The duration and thickness of smoke from Canadian wildfires that drifted over the eastern U.S. and into the PJM footprint last summer was nearly unprecedented, affecting solar generation output and altering typical demand for electricity.
Marcus Smith, Lead Engineer, Load Forecasting – Markets Coordination, reviewed the wildfires’ effects (PDF) on the PJM grid at the Jan. 30 annual meeting of the American Meteorological Society, the theme of which was “Living in a Changing Environment.”
Smith highlighted the two 2023 smoke events that most impacted solar output and electricity demand: the periods of June 5–11 and June 26–July 1.

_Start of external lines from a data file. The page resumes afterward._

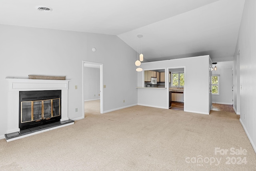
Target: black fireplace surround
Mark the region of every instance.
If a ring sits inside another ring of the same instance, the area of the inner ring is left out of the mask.
[[[56,122],[61,119],[61,90],[20,91],[21,130]]]

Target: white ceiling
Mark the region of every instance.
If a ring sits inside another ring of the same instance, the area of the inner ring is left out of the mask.
[[[148,61],[232,60],[244,0],[1,0],[0,24],[117,35]],[[36,6],[52,8],[51,12]]]

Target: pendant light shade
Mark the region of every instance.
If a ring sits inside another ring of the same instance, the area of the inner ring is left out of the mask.
[[[136,68],[136,71],[138,71],[138,72],[142,71],[142,70],[143,70],[141,68]]]
[[[143,61],[143,54],[140,54],[140,60]]]
[[[140,64],[141,64],[141,62],[140,62],[140,61],[138,60],[136,60],[136,61],[135,61],[135,65],[137,66],[140,66]]]

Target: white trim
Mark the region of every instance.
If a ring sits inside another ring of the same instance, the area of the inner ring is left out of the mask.
[[[57,128],[60,128],[60,127],[65,127],[66,126],[70,125],[71,125],[74,124],[74,122],[71,122],[70,123],[66,123],[66,124],[62,125],[61,125],[55,127],[52,127],[52,128],[48,128],[48,129],[44,129],[44,130],[42,130],[42,131],[38,131],[37,132],[33,132],[33,133],[29,133],[28,134],[20,136],[19,137],[16,137],[15,138],[12,138],[11,139],[6,139],[6,141],[7,142],[12,141],[14,141],[14,140],[16,140],[16,139],[20,139],[21,138],[24,138],[25,137],[29,137],[30,136],[33,135],[34,135],[38,134],[38,133],[42,133],[43,132],[46,132],[46,131],[50,131],[50,130],[53,130],[53,129],[57,129]]]
[[[74,119],[72,119],[72,120],[73,120],[73,121],[77,121],[78,120],[82,119],[84,118],[84,117],[81,116],[81,117],[76,117]]]
[[[169,101],[168,101],[169,102]],[[162,106],[154,106],[153,105],[145,105],[144,104],[138,104],[138,105],[139,105],[140,106],[147,106],[147,107],[155,107],[155,108],[159,108],[160,109],[169,109],[169,107],[168,107],[168,108],[167,107],[162,107]]]
[[[222,104],[223,105],[232,105],[233,103],[224,103],[224,102],[214,102],[214,101],[212,101],[212,102],[213,103],[216,103],[216,104]]]
[[[193,111],[192,110],[184,110],[184,111],[186,111],[187,112],[192,112],[192,113],[199,113],[199,114],[204,114],[205,115],[209,115],[210,113],[206,113],[206,112],[201,112],[200,111]]]
[[[112,109],[111,110],[107,110],[107,111],[104,111],[104,113],[106,113],[110,112],[110,111],[115,111],[116,110],[120,110],[120,109],[124,109],[124,108],[127,108],[127,107],[130,107],[134,106],[136,106],[136,105],[137,105],[137,104],[134,104],[133,105],[129,105],[124,106],[124,107],[121,107],[117,108],[116,108],[116,109]]]
[[[251,136],[250,135],[249,133],[247,131],[247,129],[246,129],[246,128],[245,127],[244,125],[244,123],[243,123],[243,121],[242,121],[241,118],[239,119],[240,121],[240,122],[242,124],[242,125],[243,126],[244,128],[244,131],[245,131],[245,133],[246,134],[247,137],[248,137],[248,139],[249,139],[249,140],[250,142],[251,143],[251,144],[252,144],[252,148],[253,148],[253,149],[254,150],[254,152],[256,153],[256,145],[254,143],[253,141],[252,141],[252,138],[251,138]]]
[[[91,99],[90,100],[85,100],[84,101],[93,101],[94,100],[100,100],[100,98],[95,99]]]
[[[237,112],[236,111],[236,109],[235,108],[235,107],[234,107],[234,106],[233,106],[233,109],[234,109],[234,110],[235,111],[235,112],[236,112],[236,113],[237,115],[240,115],[240,112]]]

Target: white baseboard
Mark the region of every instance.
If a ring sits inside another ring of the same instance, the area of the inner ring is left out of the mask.
[[[121,107],[117,108],[116,109],[112,109],[111,110],[106,110],[106,111],[103,111],[103,113],[106,113],[110,112],[110,111],[115,111],[116,110],[120,110],[120,109],[124,109],[124,108],[126,108],[129,107],[132,107],[132,106],[136,106],[136,105],[137,105],[137,104],[133,104],[133,105],[128,105],[128,106],[124,106],[124,107]]]
[[[192,110],[184,110],[184,111],[186,111],[187,112],[195,113],[199,113],[199,114],[204,114],[204,115],[209,115],[210,114],[210,113],[209,113],[202,112],[201,111],[192,111]]]
[[[224,102],[216,102],[215,101],[212,101],[212,102],[213,103],[216,103],[216,104],[221,104],[222,105],[233,105],[233,103],[224,103]]]
[[[90,100],[85,100],[84,101],[92,101],[93,100],[100,100],[100,98],[95,99],[91,99]]]
[[[169,109],[169,108],[167,108],[167,107],[162,107],[162,106],[154,106],[154,105],[145,105],[145,104],[139,104],[139,103],[138,103],[138,105],[140,105],[140,106],[144,106],[150,107],[152,107],[159,108],[160,108],[160,109]]]
[[[247,135],[247,137],[249,139],[249,140],[250,141],[250,142],[251,143],[251,144],[252,144],[252,148],[253,148],[253,149],[254,150],[254,152],[255,152],[255,153],[256,153],[256,145],[255,145],[253,141],[252,141],[252,138],[251,138],[251,136],[250,136],[250,134],[248,133],[248,131],[247,131],[247,129],[246,129],[246,128],[245,127],[245,126],[244,126],[244,123],[243,123],[243,121],[242,121],[241,118],[240,118],[239,120],[240,121],[240,122],[241,123],[242,125],[243,126],[243,127],[244,128],[244,131],[245,131],[245,133],[246,134],[246,135]]]
[[[235,112],[236,113],[237,115],[240,115],[240,112],[237,112],[236,111],[236,109],[233,106],[233,109],[234,109],[234,110],[235,111]]]
[[[82,116],[81,116],[81,117],[77,117],[74,119],[71,119],[73,120],[73,121],[77,121],[78,120],[82,119],[84,118],[84,117],[83,117]]]
[[[222,104],[222,105],[233,105],[233,103],[224,103],[224,102],[216,102],[215,101],[212,101],[212,102],[213,103],[216,103],[216,104]]]
[[[5,137],[4,135],[0,135],[0,139],[4,139],[5,138]]]

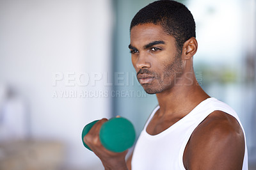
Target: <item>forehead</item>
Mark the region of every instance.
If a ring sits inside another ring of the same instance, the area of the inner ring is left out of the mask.
[[[173,36],[168,35],[160,25],[152,23],[139,24],[131,30],[131,44],[134,47],[143,46],[154,41],[164,41],[175,43]]]

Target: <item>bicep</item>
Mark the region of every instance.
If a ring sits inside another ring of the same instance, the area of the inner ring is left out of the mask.
[[[187,169],[242,169],[244,139],[240,125],[208,123],[206,125],[203,123],[189,139]]]

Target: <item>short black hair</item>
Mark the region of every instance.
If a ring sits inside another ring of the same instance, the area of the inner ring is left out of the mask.
[[[175,38],[179,52],[183,44],[191,37],[196,37],[194,18],[185,5],[174,1],[157,1],[140,10],[132,19],[130,32],[134,26],[153,23],[161,25],[168,35]]]

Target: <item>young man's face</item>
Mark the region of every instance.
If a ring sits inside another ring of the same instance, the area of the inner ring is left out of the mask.
[[[131,30],[129,45],[137,79],[149,94],[172,88],[183,73],[175,38],[159,25],[143,24]]]

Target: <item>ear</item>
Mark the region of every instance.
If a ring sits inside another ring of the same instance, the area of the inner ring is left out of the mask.
[[[183,45],[182,56],[184,59],[191,58],[197,50],[197,41],[195,37],[188,39]]]

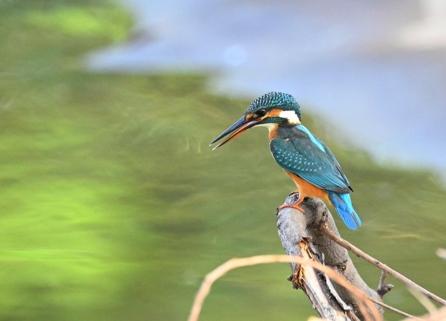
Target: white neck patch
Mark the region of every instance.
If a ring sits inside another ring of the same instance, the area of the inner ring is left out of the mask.
[[[301,121],[294,111],[283,111],[279,114],[279,117],[288,119],[290,123],[300,124]]]

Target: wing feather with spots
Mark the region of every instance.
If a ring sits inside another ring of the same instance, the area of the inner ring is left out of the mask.
[[[322,143],[319,147],[314,142],[315,138],[310,133],[303,138],[274,138],[269,148],[274,159],[285,169],[323,189],[350,193],[348,181],[337,160],[325,144]],[[318,139],[318,142],[321,144],[322,141]]]

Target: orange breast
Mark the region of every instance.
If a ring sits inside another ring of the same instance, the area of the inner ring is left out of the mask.
[[[284,169],[284,170],[286,172],[287,174],[289,175],[289,177],[291,177],[291,179],[294,182],[294,184],[296,184],[296,186],[297,187],[297,189],[299,190],[300,195],[303,197],[307,196],[308,197],[320,198],[326,201],[330,206],[333,207],[331,202],[328,199],[328,194],[327,193],[325,189],[322,189],[318,186],[314,186],[311,183],[309,183],[305,180],[301,178],[291,172],[289,172],[285,169]]]

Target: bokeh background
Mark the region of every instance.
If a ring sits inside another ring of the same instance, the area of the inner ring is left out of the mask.
[[[343,236],[446,296],[444,1],[4,0],[0,26],[2,320],[184,320],[207,272],[283,253],[266,130],[207,147],[271,91],[355,189]],[[201,320],[306,320],[289,273],[231,272]]]

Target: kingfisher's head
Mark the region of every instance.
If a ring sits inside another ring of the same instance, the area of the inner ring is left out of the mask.
[[[215,147],[215,149],[256,126],[264,126],[271,129],[279,124],[298,125],[301,118],[299,104],[293,97],[288,94],[272,91],[252,102],[243,117],[217,137],[211,145],[232,133]]]

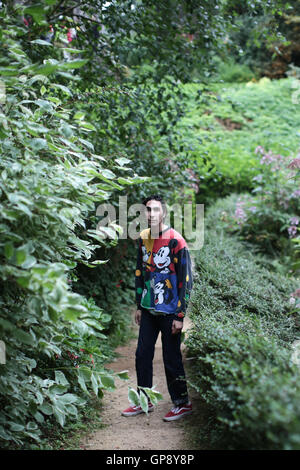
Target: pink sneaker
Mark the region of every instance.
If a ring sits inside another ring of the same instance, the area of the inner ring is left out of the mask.
[[[183,416],[189,415],[192,412],[192,404],[186,403],[185,405],[178,405],[169,411],[169,413],[164,416],[164,421],[174,421],[175,419],[180,419]]]
[[[149,403],[148,405],[148,412],[154,410],[154,405],[152,403]],[[126,408],[126,410],[122,411],[121,414],[123,416],[136,416],[139,415],[140,413],[145,413],[142,410],[141,406],[136,406],[136,405],[131,405],[129,408]]]

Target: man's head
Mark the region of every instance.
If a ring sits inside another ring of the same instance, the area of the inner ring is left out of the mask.
[[[163,197],[159,194],[148,196],[143,200],[143,204],[146,206],[149,225],[155,227],[162,224],[167,214],[167,208]]]

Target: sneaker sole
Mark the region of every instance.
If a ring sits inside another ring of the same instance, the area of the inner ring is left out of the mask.
[[[185,413],[182,413],[181,415],[177,416],[170,416],[169,418],[163,418],[164,421],[176,421],[177,419],[181,419],[184,416],[190,415],[193,411],[186,411]]]
[[[151,411],[154,411],[154,408],[150,408],[150,409],[148,410],[148,413],[151,413]],[[129,413],[124,413],[124,412],[122,411],[121,415],[127,417],[127,416],[137,416],[137,415],[140,415],[141,413],[145,413],[145,411],[140,410],[140,411],[134,411],[134,412],[132,412],[132,413],[130,413],[130,412],[129,412]]]

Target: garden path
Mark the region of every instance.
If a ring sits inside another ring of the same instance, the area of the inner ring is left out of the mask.
[[[184,331],[189,328],[188,317],[184,320]],[[137,332],[137,327],[135,327]],[[83,438],[81,448],[86,450],[196,450],[201,449],[192,439],[193,427],[201,426],[205,419],[197,395],[190,396],[193,402],[193,413],[178,421],[165,422],[163,416],[172,408],[164,365],[160,335],[158,337],[153,362],[153,384],[163,395],[155,410],[148,414],[124,417],[121,411],[129,406],[128,386],[136,388],[135,375],[135,349],[137,339],[132,339],[125,346],[117,348],[118,357],[106,367],[114,372],[128,370],[129,380],[116,379],[116,390],[105,392],[103,409],[101,411],[102,424],[105,426]],[[186,363],[184,345],[182,346],[184,362]],[[186,370],[187,379],[189,379]],[[202,447],[203,449],[203,447]]]

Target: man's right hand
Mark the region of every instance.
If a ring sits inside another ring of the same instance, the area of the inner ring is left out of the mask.
[[[137,310],[135,312],[135,323],[137,325],[140,325],[141,324],[141,316],[142,316],[142,310]]]

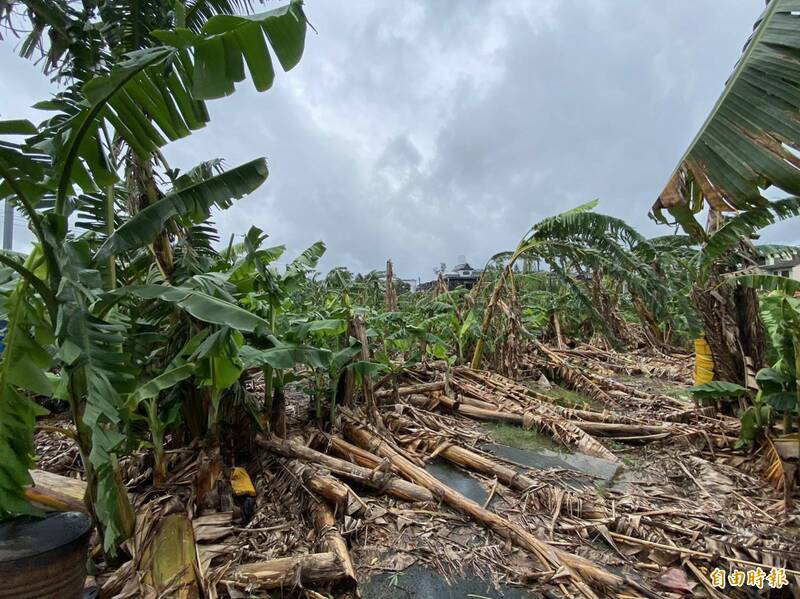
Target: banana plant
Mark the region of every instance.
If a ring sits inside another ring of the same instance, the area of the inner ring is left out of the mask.
[[[650,266],[633,252],[634,247],[646,245],[647,240],[624,221],[593,212],[596,206],[597,201],[589,202],[542,220],[527,231],[514,251],[497,254],[490,260],[503,266],[483,311],[480,333],[472,354],[472,368],[480,368],[494,310],[506,284],[514,276],[514,266],[520,258],[544,261],[578,297],[584,298],[586,308],[595,313],[599,323],[605,322],[605,317],[597,313],[593,302],[585,298],[580,286],[570,276],[570,271],[577,265],[584,264],[593,269],[602,266],[626,281],[637,295],[658,304],[664,295],[663,286]]]
[[[770,0],[736,67],[652,208],[668,210],[696,239],[707,237],[694,215],[752,210],[775,186],[800,194],[800,112],[795,61],[800,16],[794,0]]]
[[[172,29],[150,32],[155,43],[105,60],[110,68],[87,70],[87,79],[77,78],[41,104],[56,111],[41,127],[25,121],[0,127],[2,134],[30,136],[24,144],[0,146],[0,196],[17,204],[36,239],[25,264],[0,257],[0,264],[19,275],[8,299],[9,334],[0,366],[0,412],[8,416],[0,424],[0,441],[11,448],[0,465],[0,515],[32,511],[23,499],[36,415],[27,395],[61,398],[69,403],[77,427],[87,503],[110,554],[133,526],[115,471],[126,441],[122,408],[130,398],[134,405],[144,403],[155,424],[153,397],[135,395],[137,389],[150,381],[148,388],[160,393],[164,384],[183,380],[188,371],[181,370],[180,377],[156,371],[151,377],[154,366],[143,368],[123,351],[135,320],[127,304],[134,299],[160,302],[200,322],[258,336],[266,335],[269,325],[233,302],[191,286],[169,285],[168,277],[155,285],[116,284],[117,266],[156,254],[159,240],[166,249],[165,230],[201,225],[213,207],[225,208],[258,187],[267,169],[259,159],[178,185],[166,195],[153,188],[150,177],[148,202],[118,224],[114,184],[121,163],[113,148],[124,144],[149,160],[167,140],[207,122],[203,100],[233,91],[234,83],[244,79],[245,62],[257,89],[270,87],[268,45],[285,70],[302,55],[306,22],[297,3],[250,18],[212,17],[197,30],[185,27],[180,13]],[[91,212],[92,202],[106,191],[103,238],[98,241],[94,232],[76,234],[70,216],[83,208]],[[41,310],[34,315],[31,307],[37,305]]]

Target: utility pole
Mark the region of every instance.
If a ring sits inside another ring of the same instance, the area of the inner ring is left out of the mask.
[[[3,212],[3,249],[10,250],[14,245],[14,205],[6,198]]]

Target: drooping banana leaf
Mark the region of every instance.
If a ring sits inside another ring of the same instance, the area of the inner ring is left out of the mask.
[[[772,0],[722,95],[652,208],[703,237],[694,214],[763,206],[763,189],[800,195],[800,1]]]
[[[95,261],[102,262],[120,252],[153,243],[171,218],[191,217],[194,221],[208,218],[213,206],[227,208],[232,200],[257,189],[267,174],[267,162],[259,158],[167,194],[114,231],[97,251]]]
[[[210,100],[234,92],[234,84],[250,71],[258,91],[272,87],[272,47],[284,71],[300,62],[305,46],[306,17],[299,2],[256,15],[217,15],[195,34],[190,29],[154,31],[153,37],[178,48],[194,50],[192,96]]]

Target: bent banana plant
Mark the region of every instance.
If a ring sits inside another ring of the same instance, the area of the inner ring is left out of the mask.
[[[694,215],[767,204],[770,186],[800,195],[800,3],[771,0],[705,123],[651,209],[667,209],[696,239]]]

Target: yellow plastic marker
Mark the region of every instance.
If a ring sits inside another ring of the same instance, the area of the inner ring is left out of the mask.
[[[705,337],[694,341],[694,384],[705,385],[714,380],[714,356]]]
[[[250,475],[247,470],[239,468],[238,466],[231,472],[231,487],[233,488],[234,495],[250,495],[256,496],[256,488],[253,486],[253,481],[250,480]]]

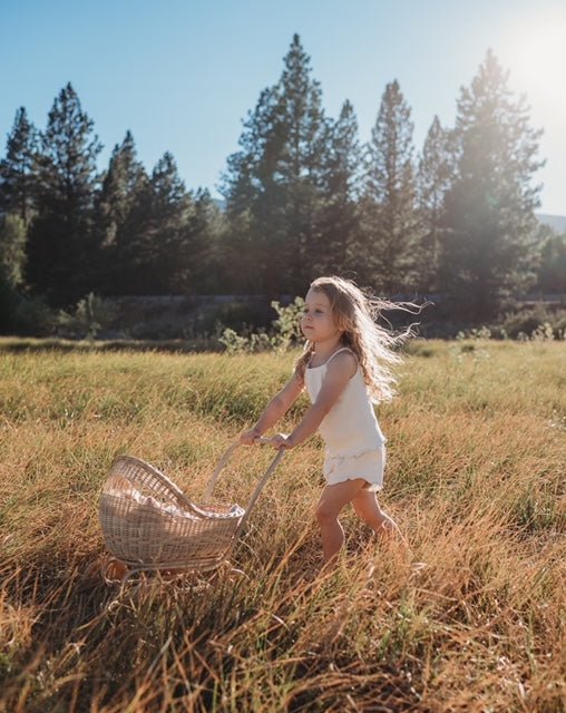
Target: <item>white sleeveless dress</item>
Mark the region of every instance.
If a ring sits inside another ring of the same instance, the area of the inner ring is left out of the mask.
[[[353,354],[351,349],[344,346],[336,350],[324,364],[308,365],[304,370],[304,385],[311,403],[316,401],[329,363],[343,351]],[[365,488],[381,490],[387,438],[381,432],[360,365],[324,417],[319,431],[325,445],[323,472],[329,486],[363,478]]]

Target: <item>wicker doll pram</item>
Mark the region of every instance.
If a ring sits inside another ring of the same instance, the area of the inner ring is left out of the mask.
[[[245,509],[208,504],[218,475],[237,446],[228,448],[212,475],[204,494],[206,505],[192,502],[154,466],[131,456],[118,456],[99,502],[104,539],[116,560],[136,572],[207,572],[225,561],[284,455],[284,449],[276,453]]]

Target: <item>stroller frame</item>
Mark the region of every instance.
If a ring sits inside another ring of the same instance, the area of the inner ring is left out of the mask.
[[[258,442],[270,443],[261,438]],[[233,452],[222,456],[204,491],[204,504],[191,501],[180,488],[150,463],[118,456],[99,501],[99,521],[114,561],[134,572],[202,573],[216,569],[232,554],[269,478],[284,457],[281,448],[257,482],[247,507],[209,504],[214,486]],[[129,576],[128,575],[128,576]]]

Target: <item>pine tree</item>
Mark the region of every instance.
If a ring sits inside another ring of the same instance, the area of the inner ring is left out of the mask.
[[[33,213],[37,149],[38,131],[20,107],[0,162],[0,209],[19,215],[26,227]]]
[[[237,293],[269,291],[269,275],[281,274],[283,268],[284,216],[277,208],[282,201],[275,180],[282,143],[276,130],[277,102],[277,87],[261,92],[244,121],[241,148],[228,157],[222,177],[226,199],[224,273],[226,287]]]
[[[90,291],[97,264],[92,231],[101,150],[94,123],[68,84],[56,98],[38,156],[38,205],[30,227],[27,281],[56,305]]]
[[[360,255],[361,148],[358,121],[350,101],[345,101],[335,123],[329,127],[328,163],[324,167],[319,214],[320,244],[312,258],[319,274],[358,273],[364,257]]]
[[[140,238],[140,229],[133,229],[130,213],[145,187],[148,176],[137,159],[131,133],[126,131],[121,145],[116,145],[108,169],[96,196],[95,222],[100,246],[97,270],[97,291],[106,294],[127,292],[133,280],[131,265]],[[142,198],[143,199],[143,198]]]
[[[152,218],[144,235],[144,260],[150,291],[167,294],[176,282],[187,225],[194,215],[193,197],[166,152],[152,174]]]
[[[458,100],[458,175],[447,194],[442,282],[462,316],[484,320],[501,299],[535,280],[533,186],[541,131],[528,125],[524,97],[516,100],[491,51]]]
[[[311,78],[311,60],[299,35],[293,37],[280,80],[280,129],[284,141],[276,178],[284,197],[286,284],[301,293],[312,279],[321,250],[319,213],[328,165],[330,125],[322,109],[322,89]]]
[[[222,268],[219,235],[219,211],[208,191],[198,188],[179,233],[172,276],[174,293],[213,294],[225,289],[218,279]]]
[[[367,150],[361,212],[368,276],[389,294],[419,281],[410,115],[399,82],[388,84]]]
[[[281,79],[262,91],[228,158],[228,252],[245,284],[267,294],[302,292],[312,276],[329,124],[320,84],[297,35]]]
[[[456,178],[453,133],[435,116],[417,172],[417,201],[423,235],[420,244],[420,290],[439,291],[438,283],[445,201]]]
[[[0,272],[11,287],[23,282],[26,264],[26,224],[19,215],[0,217]]]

The first smoke event affected the eastern part of the PJM footprint more, with thick smoke reducing visibility and greatly reducing solar generation – particularly in the Mid-Atlantic Region, which is rich in behind-the-meter, or customer-based, solar generation.
The second smoke event was more spread out over the entire footprint, with the thickest smoke in PJM’s Western Region.
At least three episodes of near-surface smoke occurred, which decreased visibility and led to cooler-than-expected temperatures.
As thicker smoke developed over areas with a high coverage of solar panels, there were sudden and significant drops in solar generation during the time around and after solar noon. Solar generation was reduced by as much as 15% during the thickest of the smoke.
The smoke also caused temperatures to come in as much as 6 degrees cooler than forecast, leading to a decrease in demand of more than 3% of expected levels at times.
The erratic nature of the wildfire smoke made it difficult to forecast its impacts to the bulk electric system, Smith said.
Typically, load does not dip during peak sunlight hours when temperatures are very warm in the summer and air-conditioning use is high. However, this did occur on multiple occasions of thicker near-surface smoke.
Other factors may have played a supporting role in the load and solar generation impact, but the presence of smoke was a clear factor in their behaviors.